Q: Should a football ultimatum be given to Notre Dame soon?A: I think that’s something the powers that be are discussing in terms of the strategies that they’re looking at to be proactive rather than reactive.Note: In a question-and-answer session with the audience, Edsall said the football coaches have been asking the conference to deliver an ultimatum to Notre Dame to come into the conference for football or get out entirely for the last two years. He added that, if as speculated, two teams leave for the Big Ten, “the Big East is all done.”
Now, this isn't a surprise to me. Over the course of the last several years this has been something Edsall has hinted at in off the record conversations he has had. He is careful around the media because he doesn't want to create controversy, but he obviously was less guarded around the Chamber meeting.
The facts are the Big East football coaches are frustrated with Notre Dame. The Big East allows the Irish to live by two sets of rules. Now, talking to the Big East office, they are going to say ND football helps with bowl tie-ins etc. That may be true, but if the Irish go 8-4, it's almost assured a 10-2 Big East team is going to get bumped out of the Champs Bowl, or in the past, the Sun or the Gator Bowl.
The reason the Big East doesn't give an ultimatum is that Notre Dame would leave.
As far as expansion, the loss of 2 teams and "the Big East is done" comment? Well, it's also true, and why I think the Big East could be on its last legs as a football conference. The league can't lose any of its eastern teams, notably two of UConn, Syracuse or Rutgers. Pitt by itself leaving would be a huge blow.
These are scary times for the Big East, and I don't think that is being alarmist.
2 comments:
I think Edsall is spot on. The league could lose one team like Pitt and be fine. But I doubt that Pitt, Rutgers, Syracuse or UConn is worth anything to the Big Ten by themselves.
I really think the Big Ten is fooling themselves if they think they can capture New York with any Big East team. The fact remains that New York's team of choice is Notre Dame.
The Big Ten will add Missouri to bring in Kansas City & St. Louis and that will be the end of it. The numbers don't add up...the Big Ten members make $22 million a year so a new team has to bring in an additional $22 million at least in new revenue. And five teams? Could the Big Ten really add $110 million to its bottom line?? I'm not seeing it without Notre Dame.
Sean,
There is one thing everyone is missing in this expansion talk....FUTURE. This is about 10 and 20 and even 30 years from now.

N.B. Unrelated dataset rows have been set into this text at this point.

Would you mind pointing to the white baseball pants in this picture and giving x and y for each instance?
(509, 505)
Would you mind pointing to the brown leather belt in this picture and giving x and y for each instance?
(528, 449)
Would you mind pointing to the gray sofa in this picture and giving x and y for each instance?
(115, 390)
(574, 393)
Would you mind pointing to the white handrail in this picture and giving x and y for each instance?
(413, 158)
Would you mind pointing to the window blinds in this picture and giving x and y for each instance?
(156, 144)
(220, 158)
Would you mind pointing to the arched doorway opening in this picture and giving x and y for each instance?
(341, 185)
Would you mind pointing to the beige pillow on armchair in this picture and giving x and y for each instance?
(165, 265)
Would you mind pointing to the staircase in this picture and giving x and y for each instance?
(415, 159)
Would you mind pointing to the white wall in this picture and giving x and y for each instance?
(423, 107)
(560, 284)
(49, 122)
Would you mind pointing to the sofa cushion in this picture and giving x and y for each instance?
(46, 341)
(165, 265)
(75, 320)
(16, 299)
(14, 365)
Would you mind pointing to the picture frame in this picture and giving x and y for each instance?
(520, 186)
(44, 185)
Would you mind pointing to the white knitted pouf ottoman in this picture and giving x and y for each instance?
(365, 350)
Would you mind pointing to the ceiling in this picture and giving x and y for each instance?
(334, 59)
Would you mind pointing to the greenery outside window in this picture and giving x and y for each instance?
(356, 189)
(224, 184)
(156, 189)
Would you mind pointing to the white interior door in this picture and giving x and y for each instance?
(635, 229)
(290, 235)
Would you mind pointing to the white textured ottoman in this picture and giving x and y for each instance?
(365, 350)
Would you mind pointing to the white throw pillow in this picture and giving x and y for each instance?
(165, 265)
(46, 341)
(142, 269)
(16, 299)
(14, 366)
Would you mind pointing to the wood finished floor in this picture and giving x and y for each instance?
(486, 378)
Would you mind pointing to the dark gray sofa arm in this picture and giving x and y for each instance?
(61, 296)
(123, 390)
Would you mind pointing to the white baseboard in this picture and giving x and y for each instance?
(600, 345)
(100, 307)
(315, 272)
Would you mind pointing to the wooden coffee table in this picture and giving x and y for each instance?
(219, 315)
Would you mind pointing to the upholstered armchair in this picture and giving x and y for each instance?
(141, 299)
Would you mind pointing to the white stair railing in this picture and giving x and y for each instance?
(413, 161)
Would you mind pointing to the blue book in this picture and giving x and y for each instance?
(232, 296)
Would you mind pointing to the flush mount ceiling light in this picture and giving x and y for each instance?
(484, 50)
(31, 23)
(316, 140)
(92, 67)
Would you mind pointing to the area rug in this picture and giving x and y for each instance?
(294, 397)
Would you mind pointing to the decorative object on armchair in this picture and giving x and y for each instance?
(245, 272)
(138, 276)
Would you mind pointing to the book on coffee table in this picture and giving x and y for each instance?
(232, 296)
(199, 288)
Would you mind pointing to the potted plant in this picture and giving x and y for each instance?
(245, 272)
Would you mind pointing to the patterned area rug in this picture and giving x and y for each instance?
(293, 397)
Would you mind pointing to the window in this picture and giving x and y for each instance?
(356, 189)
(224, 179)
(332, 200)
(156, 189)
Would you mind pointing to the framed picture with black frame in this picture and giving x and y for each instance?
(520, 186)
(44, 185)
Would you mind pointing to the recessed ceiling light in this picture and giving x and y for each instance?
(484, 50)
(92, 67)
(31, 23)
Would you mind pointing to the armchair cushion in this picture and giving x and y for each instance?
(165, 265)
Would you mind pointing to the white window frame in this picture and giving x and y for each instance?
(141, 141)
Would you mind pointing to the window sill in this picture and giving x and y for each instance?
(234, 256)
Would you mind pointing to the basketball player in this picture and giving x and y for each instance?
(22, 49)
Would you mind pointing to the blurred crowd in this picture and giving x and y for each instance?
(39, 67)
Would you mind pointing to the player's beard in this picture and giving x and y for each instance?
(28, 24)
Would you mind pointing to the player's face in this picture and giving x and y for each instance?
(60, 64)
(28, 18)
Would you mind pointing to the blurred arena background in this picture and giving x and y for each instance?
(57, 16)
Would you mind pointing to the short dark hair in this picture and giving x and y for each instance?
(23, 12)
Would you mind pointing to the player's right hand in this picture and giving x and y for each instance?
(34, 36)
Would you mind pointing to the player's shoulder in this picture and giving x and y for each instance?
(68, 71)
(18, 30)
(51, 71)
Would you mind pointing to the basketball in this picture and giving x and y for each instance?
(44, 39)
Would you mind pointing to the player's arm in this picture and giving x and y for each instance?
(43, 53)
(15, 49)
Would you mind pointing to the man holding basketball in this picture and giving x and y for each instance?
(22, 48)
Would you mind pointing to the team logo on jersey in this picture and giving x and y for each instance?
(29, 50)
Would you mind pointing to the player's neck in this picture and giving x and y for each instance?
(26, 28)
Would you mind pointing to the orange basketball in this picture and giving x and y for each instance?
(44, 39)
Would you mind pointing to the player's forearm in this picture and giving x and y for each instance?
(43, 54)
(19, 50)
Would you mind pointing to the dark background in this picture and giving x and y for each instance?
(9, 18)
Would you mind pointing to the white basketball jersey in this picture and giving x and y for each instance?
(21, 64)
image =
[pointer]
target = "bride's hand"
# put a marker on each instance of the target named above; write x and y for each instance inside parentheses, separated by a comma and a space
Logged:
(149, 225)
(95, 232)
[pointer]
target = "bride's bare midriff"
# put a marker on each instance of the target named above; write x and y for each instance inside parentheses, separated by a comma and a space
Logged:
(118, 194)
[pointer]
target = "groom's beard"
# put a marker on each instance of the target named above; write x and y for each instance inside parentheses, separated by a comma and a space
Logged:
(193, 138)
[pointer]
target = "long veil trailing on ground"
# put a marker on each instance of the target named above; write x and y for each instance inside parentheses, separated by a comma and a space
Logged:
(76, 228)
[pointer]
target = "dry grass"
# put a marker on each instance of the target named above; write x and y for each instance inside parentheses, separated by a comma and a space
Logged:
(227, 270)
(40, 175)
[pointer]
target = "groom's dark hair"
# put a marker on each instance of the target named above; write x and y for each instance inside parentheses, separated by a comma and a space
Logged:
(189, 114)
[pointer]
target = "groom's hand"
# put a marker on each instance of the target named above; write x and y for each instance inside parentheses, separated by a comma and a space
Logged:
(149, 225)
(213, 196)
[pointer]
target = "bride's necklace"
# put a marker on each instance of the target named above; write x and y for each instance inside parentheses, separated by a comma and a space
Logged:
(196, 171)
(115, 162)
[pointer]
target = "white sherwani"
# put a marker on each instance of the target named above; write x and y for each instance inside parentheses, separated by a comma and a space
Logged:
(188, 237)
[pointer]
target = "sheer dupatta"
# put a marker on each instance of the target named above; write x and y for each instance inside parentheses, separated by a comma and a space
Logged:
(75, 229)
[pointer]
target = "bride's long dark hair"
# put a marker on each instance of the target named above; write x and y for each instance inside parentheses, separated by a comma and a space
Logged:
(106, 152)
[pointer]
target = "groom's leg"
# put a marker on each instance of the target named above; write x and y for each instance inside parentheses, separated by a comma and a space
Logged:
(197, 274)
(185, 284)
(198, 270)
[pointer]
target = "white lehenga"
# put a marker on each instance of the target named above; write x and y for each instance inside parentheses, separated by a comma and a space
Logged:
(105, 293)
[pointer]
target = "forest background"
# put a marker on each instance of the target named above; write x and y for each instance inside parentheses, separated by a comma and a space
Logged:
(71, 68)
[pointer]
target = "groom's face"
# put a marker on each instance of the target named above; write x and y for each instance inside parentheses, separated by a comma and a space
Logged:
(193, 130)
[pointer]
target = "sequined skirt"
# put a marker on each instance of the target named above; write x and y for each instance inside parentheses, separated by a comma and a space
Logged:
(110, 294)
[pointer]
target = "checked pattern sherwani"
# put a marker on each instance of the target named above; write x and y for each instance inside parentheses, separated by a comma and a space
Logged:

Think about it. The Huskies have been in the Big East for 31 years. It took a decade to get UConn to what UConn is right now. Same goes for the other schools. The Big Ten is looking at the landscape for 10-20 years from now. It looks like the football schools will break away from the NCAA, and that's what it looks like is happening. We forget how little control the NCAA has over college football.